What if he was really dead? What if he had suffered?

Then, just as she was feeling a little sorry for him, he always showed up. She held her breath as he came up the stairs—always held her breath—because she believed that with air growing stale in her lungs and Patrick still on the other side of the bedroom door, she should still have the power to choose him. Or not.

    
"You bastard," she said when he tiptoed into the room.

    
He did not smoke, but the odor of cigarettes clung to his jacket, and the smell of liquor was on his breath and his skin. "
Mag
, honey, don't be mad at me. I'm too sick. I'll be hung over tomorrow all day." He draped the jacket over the chair and took off the shirt and got into bed with her, half-clothed.

    
"Get away from me, Patrick. I mean it." He was pulling up her nightgown. "What the hell are you doing?" She pulled the nightgown down.

    
"I'm sorry. Really. I should have called. I was going to, but then I got to drinking." He left the nightgown alone and concentrated on stroking her back, easing his hands around to her breasts. She took them away.

    
"You know how I lose all track of time when I drink. Do you hate your husband? Do you really?"

    
"Yes."

    
He sighed and got out of bed, pulled his pants off, dropped them on the floor. Back under the covers he began to rub her back again—" Don't hate me, Maggie"—and eased his hands forward until she pulled away.
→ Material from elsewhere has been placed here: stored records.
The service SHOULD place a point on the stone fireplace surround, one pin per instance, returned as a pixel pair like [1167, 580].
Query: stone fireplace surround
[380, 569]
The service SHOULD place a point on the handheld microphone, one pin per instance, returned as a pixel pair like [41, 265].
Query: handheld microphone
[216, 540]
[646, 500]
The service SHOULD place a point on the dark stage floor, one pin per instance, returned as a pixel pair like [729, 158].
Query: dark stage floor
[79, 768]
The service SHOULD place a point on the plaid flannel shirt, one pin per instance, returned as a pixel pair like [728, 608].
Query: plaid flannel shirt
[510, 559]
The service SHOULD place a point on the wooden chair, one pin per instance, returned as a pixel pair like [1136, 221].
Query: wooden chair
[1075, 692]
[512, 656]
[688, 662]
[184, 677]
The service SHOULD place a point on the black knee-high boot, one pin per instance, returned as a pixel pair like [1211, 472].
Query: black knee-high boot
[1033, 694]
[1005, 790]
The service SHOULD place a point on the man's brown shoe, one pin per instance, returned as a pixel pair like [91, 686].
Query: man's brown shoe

Undaunted, he edged his fingers toward her breasts, and she evaded him until she was at the very edge of the bed, feeling ridiculous, engaged in a tug-of-war over her bosom.

    
"For God's sake, Patrick, get off. Only a complete shit would leave me here with four"—six, three—"kids after I've been with them all day, and not call, just let me think you were lying dead somewhere. And then come home trying to play lovey-dovey." But he ignored her, abandoning her breasts and stroking her leg instead, higher, the soft part of her thigh, and she thought: Well, if he wants to do
this
, at least he probably hasn't been with a woman.

    
"I'm sorry,
Mag
, I really am." His fingers were inside her, gentle, stroking, and she was wet, she couldn't help it, what with the patient movement and his body pressed against her so she could feel his erection. She smelled the liquor and the smoke on him, exotic smells after talcum and diapers; smelled a life of cigars, three-piece suits, not her own drip-dry cotton life, not at all…and his lips and hands finally made her forget herself, because he always made love most skillfully when he was drunk.

    
Afterward, in the morning, baggy-eyed from lack of sleep, she was always furious. He had been free, and she had been trapped, and he had tricked her, once more, into accepting that. She came to see that he wasn't going to help her with the children—at least not then—but only participate in making more of them, and she hated his drinking and his friend from work. Then just before Simon had his tonsils out, he came home one night sneezing and miserable as if he'd contracted the flu. But it wasn't the
flu,
it was whatever he'd been drinking. After that, every time he had so much as half a glass of beer, he started sneezing again and again in rapid succession, like someone in the grip of violent
hayfever
, and he had to stop drinking for good. Whenever she was angry with him she conjured up the image of him helpless, sneezing, punished for his drinking and was always comforted by her conviction that it served him right.

    
Now Cynthia stood between them, looking from one to the other, and Patrick was still squinting, being the noble
blindman
—not blind at the moment, however.
Mag
almost accepted the drink before she decided she mustn't be drunk or even the least bit hazy when the Marines came; she owed Percival at least that. "I'd love something," she said, "but I guess I won't, not right now."